En ce qui concerne le répertoire des stratégies d’action, l’épisode de 2010 illustre le recours à des tactiques similaires à celles employées en 2001, notamment les manifestations, l’éducation populaire et les actes de perturbation. De surcroît, la campagne de la CLAC 2010 est construite dans l’objectif de consolidation des luttes dans la longue durée, encourageant de manière explicite la construction d’alternatives réelles au capitalisme, alors que la mobilisation de 2001 visait au départ un objectif plus ponctuel. Le réinvestissement de cette caractéristique de l’idéal type de la perspective antiautoritaire contemporaine s’exprime donc à nouveau ici dans l’optique de la diversité des modalités qui caractérisent le répertoire des types d’actions directes mobilisées.

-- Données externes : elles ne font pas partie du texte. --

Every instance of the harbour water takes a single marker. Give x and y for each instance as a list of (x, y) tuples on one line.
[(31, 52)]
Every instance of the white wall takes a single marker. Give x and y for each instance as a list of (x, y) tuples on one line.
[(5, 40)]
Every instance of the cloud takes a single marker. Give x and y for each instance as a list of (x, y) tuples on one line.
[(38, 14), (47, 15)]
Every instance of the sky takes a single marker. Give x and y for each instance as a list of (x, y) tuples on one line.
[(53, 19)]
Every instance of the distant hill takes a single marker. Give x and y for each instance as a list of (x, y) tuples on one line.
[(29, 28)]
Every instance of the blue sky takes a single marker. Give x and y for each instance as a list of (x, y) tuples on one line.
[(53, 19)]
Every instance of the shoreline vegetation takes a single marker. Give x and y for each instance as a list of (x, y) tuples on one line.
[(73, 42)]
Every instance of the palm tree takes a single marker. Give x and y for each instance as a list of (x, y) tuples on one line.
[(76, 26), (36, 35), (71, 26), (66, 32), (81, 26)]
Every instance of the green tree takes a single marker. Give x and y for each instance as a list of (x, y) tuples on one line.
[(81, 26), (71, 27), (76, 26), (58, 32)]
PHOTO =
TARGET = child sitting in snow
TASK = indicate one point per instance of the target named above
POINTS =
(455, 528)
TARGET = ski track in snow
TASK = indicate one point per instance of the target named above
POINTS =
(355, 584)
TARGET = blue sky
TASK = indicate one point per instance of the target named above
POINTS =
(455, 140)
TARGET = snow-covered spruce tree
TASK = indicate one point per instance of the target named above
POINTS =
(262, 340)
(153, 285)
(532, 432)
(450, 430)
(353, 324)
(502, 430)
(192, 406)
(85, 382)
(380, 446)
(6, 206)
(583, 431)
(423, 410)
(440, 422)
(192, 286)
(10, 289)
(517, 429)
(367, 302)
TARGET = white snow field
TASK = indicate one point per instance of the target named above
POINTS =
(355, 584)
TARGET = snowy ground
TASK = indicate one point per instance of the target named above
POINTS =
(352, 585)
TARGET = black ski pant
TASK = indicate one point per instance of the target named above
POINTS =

Finalement, le mode organisationnel privilégié par les acteurs du mouvement est demeuré fondé sur les pratiques de la démocratie directe et de la décentralisation au cours de cette période. Toutefois, les espaces dans lesquels ces pratiques sont développées se sont multipliés, passant de l’assemblée générale de la CLAC comme principal espace de rencontre des individus interpellés par une interprétation libertaire des enjeux du Sommet de Québec à une diversification de groupes et réseaux réunis sous la bannière de la CLAC 2010, en dépit de la variété des enjeux plus précis autour desquels ils se mobilisaient respectivement.